Comentario Pastoral


SORDOS Y MUDOS

Señor, ábreme los labios y mi boca proclamará tu alabanza». Es la primera oración cada mañana, de los que celebran el oficio divino. Podría ser también el comienzo de una súplica más amplia y constante de todos los creyentes. El cristiano, ya desde su bautismo cuando era niño, es invitado a tener bien abierto los oídos y la boca, como dice el texto del rito del “Effetá”, que cobra plena actualidad este domingo: “El Señor Jesús, que hizo oir a los sordos y hablar a los mudos, te conceda a su tiempo, escuchar su Palabra y proclamar la fe, para alabanza y gloria de Dios Padre”.

Es muy oportuno meditar hoy el evangelio de la curación del sordomudo, cuando han acabado las vacaciones de verano, las escuelas y colegios empiezan a abrir sus puertas, se reanuda el ritmo ordinario de trabajo en oficinas y negocios, y, sobre todo, cuando las comunidades cristianas comienzan a programar el curso pastoral. Con la serenidad que es fruto del descanso hay que prestar oído atento al susurro de lo transcendente y al eco de lo divino.

En un mundo en que hay mucha sordera para los gritos de los pobres y demasiados silencios deliberados y persistentes por intereses engañosos y egoístas, el cristiano debe escuchar y hablar. El hombre de fe se distingue por su sensibilidad para percibir, en medio de los ruidos del mundo, la voz de Dios y por su compromiso en hablar palabras de verdad, que cantan la alabanza del Señor y proclaman su nombre en medio de los hermanos. Quien tiene oídos nuevos y los labios liberados del mal tiene también ojos abiertos para los demás, mano extendida hacia los necesitados, corazón limpio para testimoniar el amor verdadero.
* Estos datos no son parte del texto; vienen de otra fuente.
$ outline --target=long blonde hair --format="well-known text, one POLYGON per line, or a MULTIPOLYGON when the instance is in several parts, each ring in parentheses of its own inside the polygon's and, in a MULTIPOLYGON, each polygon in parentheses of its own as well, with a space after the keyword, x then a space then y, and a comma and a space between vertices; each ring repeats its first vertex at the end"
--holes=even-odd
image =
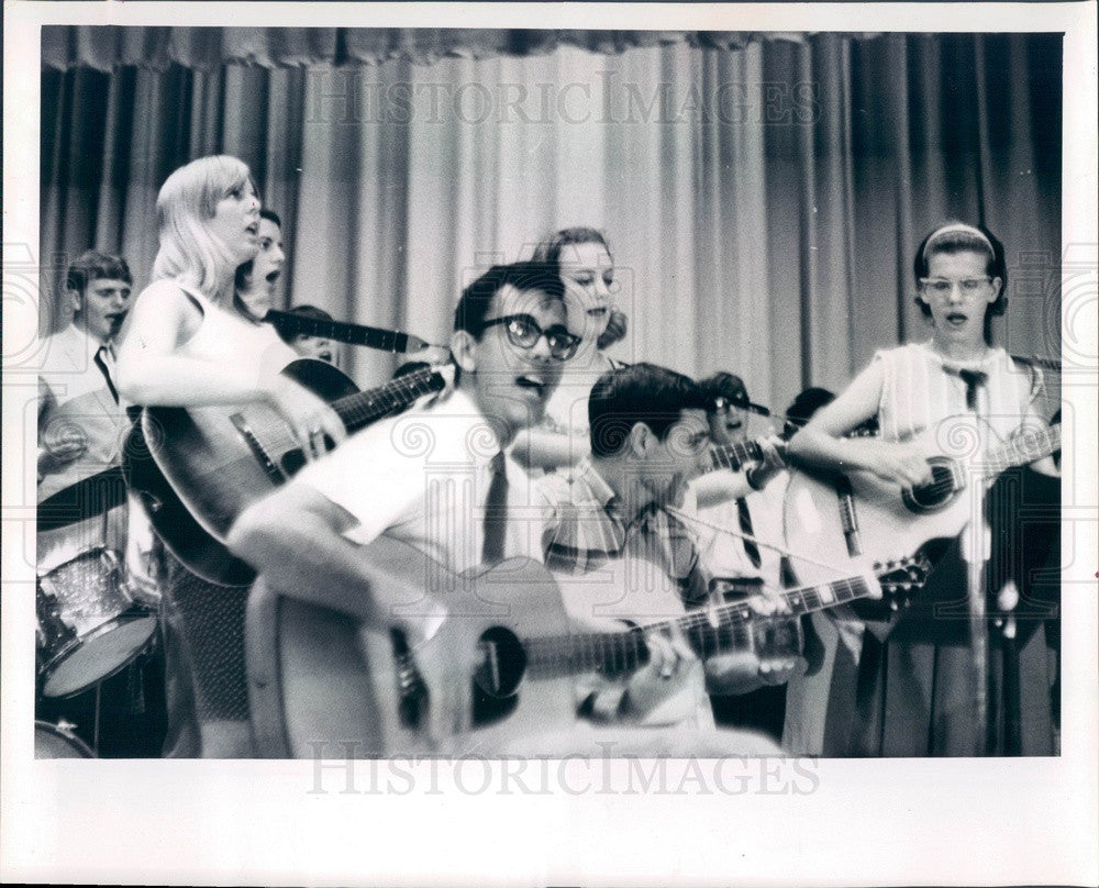
POLYGON ((154 280, 170 278, 212 299, 232 298, 231 273, 237 260, 207 223, 219 201, 249 180, 247 164, 226 154, 191 160, 165 179, 156 198, 160 248, 153 263, 154 280), (227 292, 219 292, 226 287, 227 292))

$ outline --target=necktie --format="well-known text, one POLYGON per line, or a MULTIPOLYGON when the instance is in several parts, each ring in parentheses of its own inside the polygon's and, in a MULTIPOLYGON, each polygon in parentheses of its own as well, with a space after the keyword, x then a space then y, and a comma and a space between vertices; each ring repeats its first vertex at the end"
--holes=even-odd
POLYGON ((508 474, 503 454, 498 453, 490 464, 492 480, 485 500, 485 544, 481 547, 481 563, 496 564, 503 560, 503 541, 508 529, 508 474))
POLYGON ((110 345, 100 345, 96 351, 96 366, 99 367, 99 371, 103 375, 103 379, 107 380, 107 388, 111 392, 111 397, 114 399, 114 403, 119 402, 119 390, 114 388, 114 379, 111 376, 114 366, 114 354, 111 352, 110 345))
POLYGON ((752 513, 748 511, 748 501, 744 497, 736 500, 736 517, 740 519, 741 533, 746 534, 746 536, 741 537, 741 542, 744 543, 744 554, 748 556, 753 567, 758 567, 763 564, 763 559, 759 557, 759 547, 755 541, 748 539, 753 536, 752 513))
POLYGON ((965 406, 977 410, 977 389, 988 381, 988 374, 981 370, 958 370, 958 376, 965 382, 965 406))

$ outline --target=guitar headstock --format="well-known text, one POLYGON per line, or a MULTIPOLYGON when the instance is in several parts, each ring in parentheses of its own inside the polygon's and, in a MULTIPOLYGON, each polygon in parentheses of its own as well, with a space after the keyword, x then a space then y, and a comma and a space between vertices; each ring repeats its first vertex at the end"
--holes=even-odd
POLYGON ((874 574, 881 584, 882 597, 889 601, 893 611, 909 606, 912 596, 928 581, 931 569, 931 560, 922 554, 876 562, 874 565, 874 574))

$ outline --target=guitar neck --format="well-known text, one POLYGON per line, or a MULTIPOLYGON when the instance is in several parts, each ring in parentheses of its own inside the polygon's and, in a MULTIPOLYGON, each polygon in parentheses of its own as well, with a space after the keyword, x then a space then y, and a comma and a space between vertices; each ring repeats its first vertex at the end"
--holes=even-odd
POLYGON ((756 441, 743 441, 739 444, 720 444, 710 448, 709 471, 728 468, 739 471, 744 463, 763 459, 763 449, 756 441))
POLYGON ((343 321, 329 321, 323 318, 308 318, 288 311, 271 309, 267 320, 280 330, 295 334, 321 336, 351 345, 365 345, 382 352, 408 352, 410 347, 420 347, 423 343, 418 336, 410 336, 396 330, 382 330, 364 324, 353 324, 343 321))
POLYGON ((434 391, 442 391, 446 380, 426 367, 407 376, 398 377, 380 388, 348 395, 332 402, 332 409, 343 420, 348 432, 355 432, 369 425, 375 420, 408 407, 434 391))
MULTIPOLYGON (((866 598, 873 592, 874 588, 863 577, 847 577, 820 586, 788 589, 782 598, 790 612, 781 617, 795 618, 824 610, 866 598)), ((619 675, 633 671, 648 662, 646 632, 676 626, 695 653, 704 659, 719 653, 751 650, 752 622, 758 619, 758 613, 740 601, 692 611, 676 620, 650 624, 644 629, 534 637, 525 640, 523 646, 528 668, 534 673, 573 675, 600 671, 619 675)))

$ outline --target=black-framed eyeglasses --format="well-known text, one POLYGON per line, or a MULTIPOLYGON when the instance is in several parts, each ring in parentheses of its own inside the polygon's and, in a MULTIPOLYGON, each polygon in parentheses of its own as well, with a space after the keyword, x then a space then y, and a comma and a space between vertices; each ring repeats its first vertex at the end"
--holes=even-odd
POLYGON ((517 348, 529 351, 545 336, 546 345, 550 346, 550 355, 556 360, 568 360, 576 354, 576 349, 580 345, 580 337, 569 333, 564 324, 554 324, 548 330, 543 330, 530 314, 508 314, 503 318, 492 318, 481 324, 481 331, 497 324, 503 325, 508 341, 517 348))
POLYGON ((728 413, 731 409, 734 408, 736 410, 747 410, 748 399, 745 398, 744 396, 739 396, 737 398, 731 400, 729 398, 719 395, 717 398, 713 399, 713 407, 711 408, 711 411, 713 413, 728 413))
POLYGON ((964 293, 977 293, 984 289, 986 284, 991 284, 992 279, 988 275, 972 278, 920 278, 920 286, 930 290, 935 296, 948 296, 955 285, 964 293))

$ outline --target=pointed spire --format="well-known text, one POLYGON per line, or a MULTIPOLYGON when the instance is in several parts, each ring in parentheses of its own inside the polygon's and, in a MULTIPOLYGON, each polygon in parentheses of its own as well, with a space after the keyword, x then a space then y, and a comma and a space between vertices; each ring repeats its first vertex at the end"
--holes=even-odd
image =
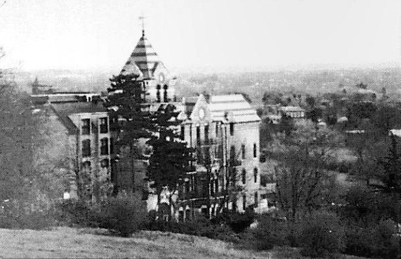
POLYGON ((146 17, 144 16, 144 14, 139 17, 139 19, 141 20, 142 23, 142 37, 145 37, 145 18, 146 17))

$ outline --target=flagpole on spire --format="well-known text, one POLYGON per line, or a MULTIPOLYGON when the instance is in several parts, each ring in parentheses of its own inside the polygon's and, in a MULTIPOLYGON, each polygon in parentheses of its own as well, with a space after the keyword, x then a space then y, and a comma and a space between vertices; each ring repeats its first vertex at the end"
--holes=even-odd
POLYGON ((144 16, 144 14, 142 13, 142 15, 141 15, 139 17, 139 19, 141 20, 141 22, 142 23, 142 36, 144 37, 145 36, 145 17, 144 16))

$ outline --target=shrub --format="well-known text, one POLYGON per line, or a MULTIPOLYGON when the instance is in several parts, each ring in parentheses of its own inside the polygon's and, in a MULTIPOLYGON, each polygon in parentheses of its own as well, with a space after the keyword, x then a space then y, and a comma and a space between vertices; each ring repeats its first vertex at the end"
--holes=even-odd
POLYGON ((220 239, 225 241, 236 242, 235 234, 229 226, 200 217, 196 221, 185 222, 163 221, 154 220, 146 225, 149 230, 159 230, 189 235, 206 236, 209 238, 220 239))
POLYGON ((1 204, 0 227, 42 230, 55 225, 54 207, 51 205, 18 200, 1 204))
POLYGON ((263 215, 258 219, 256 227, 246 232, 244 245, 255 250, 268 250, 275 245, 287 245, 287 232, 285 222, 263 215))
POLYGON ((303 224, 301 253, 311 257, 324 257, 341 251, 345 232, 334 213, 317 211, 303 224))
POLYGON ((67 199, 61 201, 57 206, 59 223, 67 226, 97 227, 99 226, 98 217, 89 203, 82 200, 67 199))
POLYGON ((398 255, 398 238, 396 223, 382 221, 370 227, 350 225, 347 230, 345 252, 360 256, 396 258, 398 255))
POLYGON ((212 219, 214 224, 225 224, 229 225, 235 233, 242 233, 254 221, 255 213, 253 209, 248 208, 243 213, 223 210, 222 213, 212 219))
POLYGON ((144 227, 147 221, 146 209, 137 196, 109 198, 95 210, 100 227, 124 237, 144 227))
Cristo dijo al sordomudo tocando sus oídos y su lengua: “effetá”, esto es, ábrete. Esta apertura física, fruto de la curación milagrosa, debe llevar a la apertura interior y espiritual. El hombre está demasiado encerrado en sí mismo, en sus problemas de horizonte pequeño. Abrirse a la fe es acoger la salvación, abandonar el recurso a las propias energías, confiar fundamentalmente en Dios, ver la luz de la esperanza. Para no ser sordos a la Palabra de Dios y sobre todo para poderla testimoniar con palabras y en la vida, hay que llegar al verdadero conocimiento de las Escrituras, transmitidas e interpretadas por la Iglesia.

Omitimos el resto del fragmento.